Sâre kelimesi Kur’ân-ı Kerîm’de geçmez, ancak Hz. İbrâhim’in misafirleri ve İshak’la müjdelenmesi dolayısıyla kendisinden söz edilir (Hûd 11/71-73; ez-Zâriyât 51/29-30). Hz. İbrâhim’in misafirleri ikram edilen yemeği yemeyince İbrâhim endişeye kapılır. Bunun üzerine misafirler korkmamasını söyleyip ona (ez-Zâriyât 51/28) ve karısına (Hûd 11/71) bilgin bir erkek çocukları olacağını müjdeler. Bu esnada ayakta olan ve müjdeyi duyan Sâre çığlık atarak güler ve şaşkınlık içinde elini yüzüne çarparak, “Ben kısır bir koca karıyım” der (Hûd 11/71-73; ez-Zâriyât 51/29-30). Kur’an dışındaki İslâmî kaynaklarda daha çok Sâre’nin şeceresi ve Hz. İbrâhim ile olan akrabalığı tartışma konusu olmuştur. Sâre’nin İbrâhim’in kardeşi Haran’ın kızı (İbn Kuteybe, s. 31), İbrâhim’in amcası Haran’ın kızı (Ya‘kūbî, I, 24; Taberî, I, 244; Sa‘lebî, s. 79; Mes‘ûdî, I, 45), İbrâhim’in dayısının kızı (Ali b. İbrâhim el-Kummî, I, 333), Kral Haran’ın kızı (Muhammed b. Abdullah el-Kisâî, s. 141), İbrâhim’in kardeşi Haran’ın kızı ve Lût’un kız kardeşi (İbn Kesîr, I, 192) olduğu nakledilmektedir.

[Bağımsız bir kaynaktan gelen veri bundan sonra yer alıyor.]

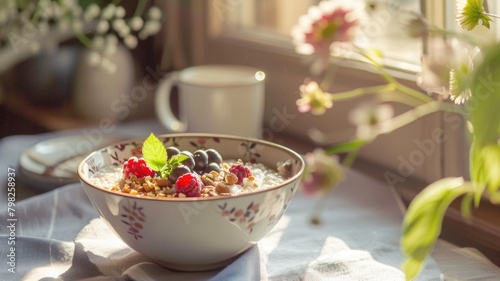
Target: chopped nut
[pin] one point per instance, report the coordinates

Taberî, Sâre’nin şeceresini tefsirinde Peleg oğlu Reu oğlu Seruc oğlu Nahor oğlu Haran kızı olarak vermektedir (Câmiʿu’l-beyân, XV, 389). Hz. İbrâhim’in amcasının kızı olduğu, onunla evlendikten sonra yurdunu terkederek önce Harran’a, ardından Mısır’a gittiği, orada eşi için kız kardeşimdir dediği, firavunun Sâre’yi saraya aldırdığı ve Sâre’ye sahip olmak üzere yöneldiği ancak her defasında elinin göğsüne yapıştığı, bunun üzerine Sâre’ye, Hâcer’i câriye olarak verip geri gönderdiği rivayet edilmektedir. Sâre 127 yaşında Ken‘an diyarında vefat etmiş ve Hz. İbrâhim onu, satın aldığı mezrada (Halîl) defnetmiştir (Sa‘lebî, s. 79-80, 97).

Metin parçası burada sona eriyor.